視線がうろうろと彷徨い、返答に迷っている様子は、非常に分かりやすい。
「だ、だが……、わたしが見えるところにいては、またあるじに迷惑をかけてしまうかもしれない……。わたしは、あるじに迷惑をかけたくないのだ……」
思い詰めたような顔で言う少女に、レヴァーレはなんて健気なのかと胸を押さえた。
ヴィゼはエイバとゼエンに意味深な目で見られ、たじろぐ。
――迷惑なんて、そんなこと。
俯く少女にヴィゼは優しい言葉をかけたかったが、レヴァーレに先を越されてしまう。
「大丈夫、大丈夫やで。ヴィゼやんは優しい男や。自分みたいに可愛くて一生懸命な子を迷惑がったり嫌ったりせん。な、そんなん分かっとるやろ?」
「……うん」
柔らかなレヴァーレの声に、こくりと少女は首を縦に振る。
「あるじは、優しい」
その言葉に、赤くなって俯いてしまうヴィゼだった。
「わたしに、初めて優しく接してくれた。今も、こうしてお礼をしたいと、言ってくれる。とても、有り難いことだ。わたしがあるじをお守りするのは当然で、それでわたしには十分で……それには、変わりないのだが……。だからといって、あるじの気持ちを、無碍にしたいわけではない。わたしは本当に、迷惑にならないか?」
「当たり前だよ!」
ヴィゼはいささか声を大きくした。
「是非、お礼させてほしい」
それならば、と少女は、やはり躊躇いながらも、ようやく頷く。
その返事に、レヴァーレが親指をぐっと上げてウインクして見せ、ヴィゼはどう反応したものか迷い、結局見なかったふりをすることにした。

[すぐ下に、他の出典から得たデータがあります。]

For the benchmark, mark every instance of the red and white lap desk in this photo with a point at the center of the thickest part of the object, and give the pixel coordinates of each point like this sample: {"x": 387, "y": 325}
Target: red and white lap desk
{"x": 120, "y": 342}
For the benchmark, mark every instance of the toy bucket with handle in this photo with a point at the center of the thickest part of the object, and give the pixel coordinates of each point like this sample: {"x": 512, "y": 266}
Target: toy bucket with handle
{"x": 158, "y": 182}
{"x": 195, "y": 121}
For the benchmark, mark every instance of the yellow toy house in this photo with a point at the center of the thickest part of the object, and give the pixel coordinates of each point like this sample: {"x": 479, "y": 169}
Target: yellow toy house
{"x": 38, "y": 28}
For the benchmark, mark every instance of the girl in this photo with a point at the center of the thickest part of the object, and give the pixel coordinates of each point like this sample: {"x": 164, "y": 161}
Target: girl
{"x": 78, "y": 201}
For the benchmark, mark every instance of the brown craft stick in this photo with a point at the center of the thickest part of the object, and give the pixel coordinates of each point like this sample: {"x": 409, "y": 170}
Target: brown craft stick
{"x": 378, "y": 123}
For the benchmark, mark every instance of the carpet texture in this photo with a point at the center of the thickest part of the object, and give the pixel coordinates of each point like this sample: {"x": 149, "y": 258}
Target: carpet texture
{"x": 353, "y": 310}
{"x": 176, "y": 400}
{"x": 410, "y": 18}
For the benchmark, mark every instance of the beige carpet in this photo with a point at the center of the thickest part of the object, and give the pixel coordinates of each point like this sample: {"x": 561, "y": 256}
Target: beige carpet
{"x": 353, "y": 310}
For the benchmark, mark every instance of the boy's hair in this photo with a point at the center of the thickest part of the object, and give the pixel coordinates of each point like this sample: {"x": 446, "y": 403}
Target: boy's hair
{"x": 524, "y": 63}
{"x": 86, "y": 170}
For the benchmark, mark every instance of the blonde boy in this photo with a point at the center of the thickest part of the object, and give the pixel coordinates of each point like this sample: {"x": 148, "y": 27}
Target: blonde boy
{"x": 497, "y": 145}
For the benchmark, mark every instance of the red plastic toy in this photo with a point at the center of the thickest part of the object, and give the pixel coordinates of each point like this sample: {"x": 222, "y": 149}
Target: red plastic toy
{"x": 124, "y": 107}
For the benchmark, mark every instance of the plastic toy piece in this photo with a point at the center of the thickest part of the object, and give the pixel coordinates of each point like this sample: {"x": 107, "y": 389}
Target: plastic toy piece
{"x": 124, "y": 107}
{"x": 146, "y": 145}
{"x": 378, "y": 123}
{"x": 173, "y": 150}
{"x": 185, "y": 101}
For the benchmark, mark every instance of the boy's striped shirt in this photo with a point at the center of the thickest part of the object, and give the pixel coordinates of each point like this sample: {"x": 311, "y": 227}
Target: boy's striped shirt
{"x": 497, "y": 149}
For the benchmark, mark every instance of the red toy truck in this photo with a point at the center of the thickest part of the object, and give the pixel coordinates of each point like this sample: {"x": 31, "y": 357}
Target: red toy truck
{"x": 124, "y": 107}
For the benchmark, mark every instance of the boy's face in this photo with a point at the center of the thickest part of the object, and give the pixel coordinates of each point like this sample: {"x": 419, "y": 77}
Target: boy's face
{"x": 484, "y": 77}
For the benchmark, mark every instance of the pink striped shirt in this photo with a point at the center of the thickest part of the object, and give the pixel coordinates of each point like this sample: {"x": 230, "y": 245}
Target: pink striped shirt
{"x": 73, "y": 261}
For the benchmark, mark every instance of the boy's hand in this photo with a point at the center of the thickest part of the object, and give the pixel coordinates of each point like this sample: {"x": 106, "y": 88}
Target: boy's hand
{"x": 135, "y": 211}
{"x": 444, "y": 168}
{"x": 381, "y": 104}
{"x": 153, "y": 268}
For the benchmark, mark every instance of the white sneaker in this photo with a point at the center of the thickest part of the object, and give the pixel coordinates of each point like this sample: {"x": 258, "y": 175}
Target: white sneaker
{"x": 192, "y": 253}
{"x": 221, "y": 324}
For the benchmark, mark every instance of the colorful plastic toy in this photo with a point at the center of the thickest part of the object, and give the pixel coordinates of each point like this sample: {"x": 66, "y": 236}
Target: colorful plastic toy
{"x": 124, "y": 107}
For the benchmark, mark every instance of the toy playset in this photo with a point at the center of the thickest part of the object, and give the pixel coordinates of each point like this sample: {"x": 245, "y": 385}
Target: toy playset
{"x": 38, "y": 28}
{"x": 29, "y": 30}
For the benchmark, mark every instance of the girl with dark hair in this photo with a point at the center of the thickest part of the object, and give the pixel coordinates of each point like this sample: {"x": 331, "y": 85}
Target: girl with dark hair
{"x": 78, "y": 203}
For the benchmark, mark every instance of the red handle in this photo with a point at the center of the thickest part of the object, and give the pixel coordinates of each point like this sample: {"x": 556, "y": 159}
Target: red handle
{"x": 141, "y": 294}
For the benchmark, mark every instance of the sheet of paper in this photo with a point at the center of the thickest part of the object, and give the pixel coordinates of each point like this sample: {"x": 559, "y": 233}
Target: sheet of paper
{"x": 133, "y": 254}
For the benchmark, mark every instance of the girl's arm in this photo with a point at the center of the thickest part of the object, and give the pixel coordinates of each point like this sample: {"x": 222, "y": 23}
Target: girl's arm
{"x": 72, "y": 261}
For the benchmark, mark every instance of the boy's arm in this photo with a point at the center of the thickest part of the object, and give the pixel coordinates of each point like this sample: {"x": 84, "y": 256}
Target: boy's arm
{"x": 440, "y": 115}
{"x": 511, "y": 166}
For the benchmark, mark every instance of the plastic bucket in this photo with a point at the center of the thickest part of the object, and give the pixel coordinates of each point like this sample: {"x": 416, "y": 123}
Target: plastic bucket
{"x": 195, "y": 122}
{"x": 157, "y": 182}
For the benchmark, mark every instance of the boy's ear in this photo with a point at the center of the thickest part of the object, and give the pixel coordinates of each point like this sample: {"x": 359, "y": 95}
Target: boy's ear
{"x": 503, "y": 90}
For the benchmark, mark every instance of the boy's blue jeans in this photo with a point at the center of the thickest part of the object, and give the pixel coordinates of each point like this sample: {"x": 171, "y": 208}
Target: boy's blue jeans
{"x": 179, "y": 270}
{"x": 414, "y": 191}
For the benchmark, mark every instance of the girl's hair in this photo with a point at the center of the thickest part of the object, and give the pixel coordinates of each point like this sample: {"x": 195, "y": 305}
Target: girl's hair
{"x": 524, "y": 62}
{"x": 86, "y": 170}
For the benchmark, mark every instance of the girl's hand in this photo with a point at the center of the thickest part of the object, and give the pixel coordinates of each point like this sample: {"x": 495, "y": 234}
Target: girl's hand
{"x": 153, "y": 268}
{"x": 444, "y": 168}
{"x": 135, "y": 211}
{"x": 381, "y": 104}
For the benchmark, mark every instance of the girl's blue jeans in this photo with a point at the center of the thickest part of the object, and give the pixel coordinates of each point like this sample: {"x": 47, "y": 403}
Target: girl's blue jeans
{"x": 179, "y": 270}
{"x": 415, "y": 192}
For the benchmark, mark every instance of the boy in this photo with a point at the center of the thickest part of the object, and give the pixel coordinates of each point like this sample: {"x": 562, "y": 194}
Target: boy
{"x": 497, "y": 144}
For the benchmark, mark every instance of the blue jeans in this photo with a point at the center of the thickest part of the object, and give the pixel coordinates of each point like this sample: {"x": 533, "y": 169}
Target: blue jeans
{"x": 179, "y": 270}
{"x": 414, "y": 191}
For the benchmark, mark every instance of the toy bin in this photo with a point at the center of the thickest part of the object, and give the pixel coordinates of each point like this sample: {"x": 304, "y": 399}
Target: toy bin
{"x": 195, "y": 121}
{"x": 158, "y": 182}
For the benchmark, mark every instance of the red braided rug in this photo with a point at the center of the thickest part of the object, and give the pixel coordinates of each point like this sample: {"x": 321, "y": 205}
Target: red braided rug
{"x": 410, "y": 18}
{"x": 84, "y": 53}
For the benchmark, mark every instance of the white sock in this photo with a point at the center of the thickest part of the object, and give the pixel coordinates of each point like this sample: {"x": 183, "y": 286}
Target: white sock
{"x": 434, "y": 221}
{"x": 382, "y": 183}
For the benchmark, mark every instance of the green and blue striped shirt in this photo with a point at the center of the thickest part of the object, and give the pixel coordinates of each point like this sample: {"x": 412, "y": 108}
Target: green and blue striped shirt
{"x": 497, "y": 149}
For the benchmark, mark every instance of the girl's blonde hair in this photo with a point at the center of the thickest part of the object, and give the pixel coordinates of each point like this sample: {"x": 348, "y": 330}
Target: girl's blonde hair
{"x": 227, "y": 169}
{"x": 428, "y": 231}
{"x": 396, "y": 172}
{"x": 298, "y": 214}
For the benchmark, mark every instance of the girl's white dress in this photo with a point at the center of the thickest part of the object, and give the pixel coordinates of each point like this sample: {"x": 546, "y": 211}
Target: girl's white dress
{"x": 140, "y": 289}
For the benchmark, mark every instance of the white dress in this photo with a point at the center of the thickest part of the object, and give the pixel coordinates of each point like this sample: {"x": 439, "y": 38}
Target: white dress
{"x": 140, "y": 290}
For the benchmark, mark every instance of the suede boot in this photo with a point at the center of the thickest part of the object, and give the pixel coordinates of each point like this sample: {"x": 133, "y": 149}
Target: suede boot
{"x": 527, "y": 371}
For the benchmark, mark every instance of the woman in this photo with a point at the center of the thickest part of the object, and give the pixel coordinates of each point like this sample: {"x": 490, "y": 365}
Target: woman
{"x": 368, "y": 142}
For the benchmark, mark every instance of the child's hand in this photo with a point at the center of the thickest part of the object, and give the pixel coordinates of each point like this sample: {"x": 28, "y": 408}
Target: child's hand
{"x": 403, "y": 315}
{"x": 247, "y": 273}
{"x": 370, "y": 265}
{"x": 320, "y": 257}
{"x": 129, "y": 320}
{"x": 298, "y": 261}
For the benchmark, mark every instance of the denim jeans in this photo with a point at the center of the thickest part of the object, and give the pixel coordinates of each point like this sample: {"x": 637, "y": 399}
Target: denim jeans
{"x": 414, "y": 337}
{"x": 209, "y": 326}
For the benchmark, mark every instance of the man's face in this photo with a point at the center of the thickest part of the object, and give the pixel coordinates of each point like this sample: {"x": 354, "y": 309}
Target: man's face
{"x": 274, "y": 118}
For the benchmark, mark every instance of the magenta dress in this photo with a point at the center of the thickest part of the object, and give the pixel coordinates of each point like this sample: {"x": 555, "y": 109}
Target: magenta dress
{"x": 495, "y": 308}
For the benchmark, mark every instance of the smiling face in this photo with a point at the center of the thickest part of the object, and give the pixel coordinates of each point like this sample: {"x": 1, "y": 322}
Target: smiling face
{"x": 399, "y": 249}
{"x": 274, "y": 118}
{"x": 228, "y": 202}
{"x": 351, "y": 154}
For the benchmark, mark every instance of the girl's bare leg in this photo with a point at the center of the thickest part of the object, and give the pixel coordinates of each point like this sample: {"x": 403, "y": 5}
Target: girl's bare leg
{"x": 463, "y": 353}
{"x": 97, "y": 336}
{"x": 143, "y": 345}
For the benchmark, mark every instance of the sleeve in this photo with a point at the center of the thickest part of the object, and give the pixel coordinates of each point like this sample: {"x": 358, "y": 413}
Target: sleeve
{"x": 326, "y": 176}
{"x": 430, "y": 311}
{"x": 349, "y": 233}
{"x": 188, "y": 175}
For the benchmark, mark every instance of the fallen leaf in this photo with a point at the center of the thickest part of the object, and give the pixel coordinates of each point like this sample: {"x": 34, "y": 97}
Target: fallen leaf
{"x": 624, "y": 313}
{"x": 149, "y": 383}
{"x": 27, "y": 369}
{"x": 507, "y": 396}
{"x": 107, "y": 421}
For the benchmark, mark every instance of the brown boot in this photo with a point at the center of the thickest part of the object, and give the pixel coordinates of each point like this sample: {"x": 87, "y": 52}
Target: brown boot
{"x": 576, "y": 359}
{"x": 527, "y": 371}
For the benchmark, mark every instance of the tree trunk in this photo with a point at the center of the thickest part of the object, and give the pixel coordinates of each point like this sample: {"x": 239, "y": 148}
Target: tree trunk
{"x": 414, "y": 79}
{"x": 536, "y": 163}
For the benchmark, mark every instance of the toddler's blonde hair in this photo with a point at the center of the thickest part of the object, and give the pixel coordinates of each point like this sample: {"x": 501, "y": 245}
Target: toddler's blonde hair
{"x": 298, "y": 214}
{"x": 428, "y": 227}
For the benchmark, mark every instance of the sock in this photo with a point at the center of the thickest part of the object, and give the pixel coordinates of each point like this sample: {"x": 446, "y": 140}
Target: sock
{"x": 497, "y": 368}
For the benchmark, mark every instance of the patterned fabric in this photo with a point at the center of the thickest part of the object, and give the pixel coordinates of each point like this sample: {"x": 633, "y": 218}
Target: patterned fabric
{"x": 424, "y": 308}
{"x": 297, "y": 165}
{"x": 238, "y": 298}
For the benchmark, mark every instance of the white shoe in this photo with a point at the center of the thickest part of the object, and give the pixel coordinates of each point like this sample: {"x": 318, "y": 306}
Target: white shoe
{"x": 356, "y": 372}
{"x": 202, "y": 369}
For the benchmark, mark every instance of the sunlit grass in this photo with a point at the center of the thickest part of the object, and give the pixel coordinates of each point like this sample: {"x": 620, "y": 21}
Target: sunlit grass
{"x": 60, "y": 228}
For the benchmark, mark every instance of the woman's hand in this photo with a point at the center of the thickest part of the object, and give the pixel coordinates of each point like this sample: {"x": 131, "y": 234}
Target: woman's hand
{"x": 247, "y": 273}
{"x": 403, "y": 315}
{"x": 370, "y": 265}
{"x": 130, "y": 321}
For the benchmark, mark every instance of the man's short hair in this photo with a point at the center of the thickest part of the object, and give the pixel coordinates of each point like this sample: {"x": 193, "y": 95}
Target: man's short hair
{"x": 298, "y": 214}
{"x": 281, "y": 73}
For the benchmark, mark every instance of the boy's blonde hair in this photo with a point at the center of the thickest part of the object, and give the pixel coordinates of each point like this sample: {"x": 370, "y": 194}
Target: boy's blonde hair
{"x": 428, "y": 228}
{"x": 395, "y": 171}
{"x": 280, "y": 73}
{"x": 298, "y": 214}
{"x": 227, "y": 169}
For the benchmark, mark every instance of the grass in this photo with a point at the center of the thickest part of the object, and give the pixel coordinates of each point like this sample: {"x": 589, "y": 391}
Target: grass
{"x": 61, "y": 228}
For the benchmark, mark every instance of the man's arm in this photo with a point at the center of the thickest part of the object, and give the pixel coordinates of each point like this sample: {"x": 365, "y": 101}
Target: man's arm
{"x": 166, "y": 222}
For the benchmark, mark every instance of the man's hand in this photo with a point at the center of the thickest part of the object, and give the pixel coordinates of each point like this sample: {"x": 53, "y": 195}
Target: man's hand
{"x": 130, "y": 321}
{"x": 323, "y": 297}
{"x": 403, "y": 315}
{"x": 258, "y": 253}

「……ありがとう。えっと、そうだ、順番が何だかおかしくなっちゃったけど、紹介するね」
ヴィゼは簡単に、メンバーの紹介をする。
少女は生真面目な顔つきでそれを聞き、それから名乗った。
「わたしは……、クロウ、と呼ばれている」
その言い回しのおかしさに、<黒水晶>の全員が気付いたが、誰も追究はしなかった。
「僕たちもクロウ、って呼んでいいかな」
「うん」
少女――クロウはまた、こくりと首肯して見せる。
その時彼女の瞳に過った寂寥のような、哀愁のような色は、誰にも見つかることなく消えて。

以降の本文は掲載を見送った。